I know this because my brother commited suicide. I didn't think I was going to survive, I actually thought I should go be with him, so he wouldn't be alone. He gave me a gift that I won't go into, but now I know he is o.k., and he is not alone and he is watching over me and everyone he cared for.
Please know that Mark is not gone, he just can't be seen. He will always be with you. And if I know Mark, he will still play jokes on you and mess with your head. You just have to be creative on how to "pay him back" You can do me!

Anonymous said...

I've been thinking more lately about the good times I had when I worked with Mark (and Jim) a number of years ago. Mark was able to deliver the funniest lines with a totally straight face.
We worked in a building at the time that had a HORRIBLE cafeteria, run by a very crabby crotchety woman with absolutely no sense of humor.
Once and a while this cafeteria would feature fish as the special.
Fish. In a 2nd rate cafeteria.
Thank goodness it was only a few time per year.
The lobby of the building just reeked, it was that bad. One of the days they had this fish, we held our breath and entered the cafeteria.
Mark looked right at crabby lady, and asked- "Is the fish safe today."
That one had me laughing all afternoon. I don't think the crabby cafeteria lady got it, though.

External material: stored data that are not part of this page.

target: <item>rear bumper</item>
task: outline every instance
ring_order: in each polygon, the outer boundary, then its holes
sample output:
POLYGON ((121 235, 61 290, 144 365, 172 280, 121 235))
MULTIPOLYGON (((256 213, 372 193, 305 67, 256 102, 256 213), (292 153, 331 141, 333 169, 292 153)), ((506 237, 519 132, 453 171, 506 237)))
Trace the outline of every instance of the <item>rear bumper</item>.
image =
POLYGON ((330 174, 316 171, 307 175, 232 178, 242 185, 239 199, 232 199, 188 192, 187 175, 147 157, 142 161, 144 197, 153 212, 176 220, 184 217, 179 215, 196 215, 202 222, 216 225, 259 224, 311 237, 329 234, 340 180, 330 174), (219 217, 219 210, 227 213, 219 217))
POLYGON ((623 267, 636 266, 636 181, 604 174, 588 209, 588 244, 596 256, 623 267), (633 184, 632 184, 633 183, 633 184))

On this recent news, hopefully justice will be served.

Dave Gratz

syntaxjunkie said...

Hi Jim,
If I'm not mistaken, you and I crossed over for a year or two at Mac, circa 1987. I wanted to thank you for posting such heartfelt words for Mark. I didn't know him, but I live in his neighborhood and was shocked by what happened.
I'm working on a silent auction fund-raising event for the memorial fund to be held at One On One Bike Studio on Washington Ave. in early June. I would love to capture some of your comments, and/or link to your blog on the event web site. Please post back if you're OK with this, or if you'd like to know more.
charles youel [syntaxjunkie at hotmail dot com]

IzzyMcLaughlin said...

Hi. Wow, I'm kinda late on this.
Okay, I'm really really late.
I'm a good friend of Mark's daughter, Chloe. I never met Mark, and haven't known about what happened to him for too long, but I know that so many people miss him, and wish I could've met him.
I'm glad to have stumbled across this blog. I didn't ever know much about him, but I'm glad I do now. Even if it is only a little bit.